0
0
dbtdata~3 mins

Why sources define raw data contracts in dbt - The Real Reasons

Choose your learning style9 modes available
The Big Idea

What if you could stop chasing data errors and start trusting your data every day?

The Scenario

Imagine you receive data files from different teams every day. Each file has different formats, missing columns, or unexpected changes. You try to process them manually by checking each file before using it.

The Problem

This manual checking is slow and tiring. You often miss changes or errors, causing your reports to be wrong. Fixing these mistakes later wastes time and causes frustration.

The Solution

Defining raw data contracts means setting clear rules about what the data should look like before you use it.
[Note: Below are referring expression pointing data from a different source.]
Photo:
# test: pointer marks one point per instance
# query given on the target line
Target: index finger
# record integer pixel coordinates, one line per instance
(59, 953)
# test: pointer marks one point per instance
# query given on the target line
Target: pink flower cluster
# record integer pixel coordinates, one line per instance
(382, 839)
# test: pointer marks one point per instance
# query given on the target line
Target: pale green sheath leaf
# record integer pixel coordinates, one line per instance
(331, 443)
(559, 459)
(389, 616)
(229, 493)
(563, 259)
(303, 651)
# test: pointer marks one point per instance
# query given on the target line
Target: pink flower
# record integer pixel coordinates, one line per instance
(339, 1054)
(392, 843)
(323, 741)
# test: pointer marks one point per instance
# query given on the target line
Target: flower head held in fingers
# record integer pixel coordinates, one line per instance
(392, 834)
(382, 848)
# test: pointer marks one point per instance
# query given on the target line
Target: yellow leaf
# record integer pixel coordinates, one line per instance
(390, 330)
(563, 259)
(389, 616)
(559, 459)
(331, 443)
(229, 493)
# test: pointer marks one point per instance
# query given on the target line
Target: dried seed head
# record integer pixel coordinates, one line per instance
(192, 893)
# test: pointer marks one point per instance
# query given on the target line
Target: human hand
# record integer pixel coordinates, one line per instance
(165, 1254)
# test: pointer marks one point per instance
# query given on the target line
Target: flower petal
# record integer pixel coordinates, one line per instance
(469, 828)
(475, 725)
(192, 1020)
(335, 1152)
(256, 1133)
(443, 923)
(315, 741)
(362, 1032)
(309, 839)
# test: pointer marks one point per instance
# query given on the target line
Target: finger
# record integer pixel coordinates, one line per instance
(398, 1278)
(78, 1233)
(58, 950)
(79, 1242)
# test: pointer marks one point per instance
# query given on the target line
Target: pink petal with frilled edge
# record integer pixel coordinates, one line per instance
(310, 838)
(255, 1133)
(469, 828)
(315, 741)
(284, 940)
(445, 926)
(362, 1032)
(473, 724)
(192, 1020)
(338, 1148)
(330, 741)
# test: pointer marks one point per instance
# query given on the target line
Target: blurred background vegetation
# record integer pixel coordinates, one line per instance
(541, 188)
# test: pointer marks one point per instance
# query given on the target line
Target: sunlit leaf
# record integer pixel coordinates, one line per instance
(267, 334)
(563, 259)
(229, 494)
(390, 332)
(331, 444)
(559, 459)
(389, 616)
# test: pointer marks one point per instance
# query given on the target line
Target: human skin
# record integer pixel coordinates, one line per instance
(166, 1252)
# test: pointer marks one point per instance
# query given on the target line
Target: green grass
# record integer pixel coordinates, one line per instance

This helps catch problems early and keeps your data clean and reliable automatically.

Before vs After
Before
if 'date' in data.columns and data['date'].notnull().all():
    process(data)
After
sources('raw_data').expect_columns(['date', 'id', 'value']).expect_not_null('date')
What It Enables

It lets you trust your data pipeline and focus on analysis, not fixing data problems.

Real Life Example

A marketing team defines a contract for customer data to ensure every record has an ID and signup date. This prevents errors in campaign reports caused by missing or wrong data.

Key Takeaways

Manual data checks are slow and error-prone.

Raw data contracts set clear expectations for incoming data.

They help catch issues early and keep data reliable.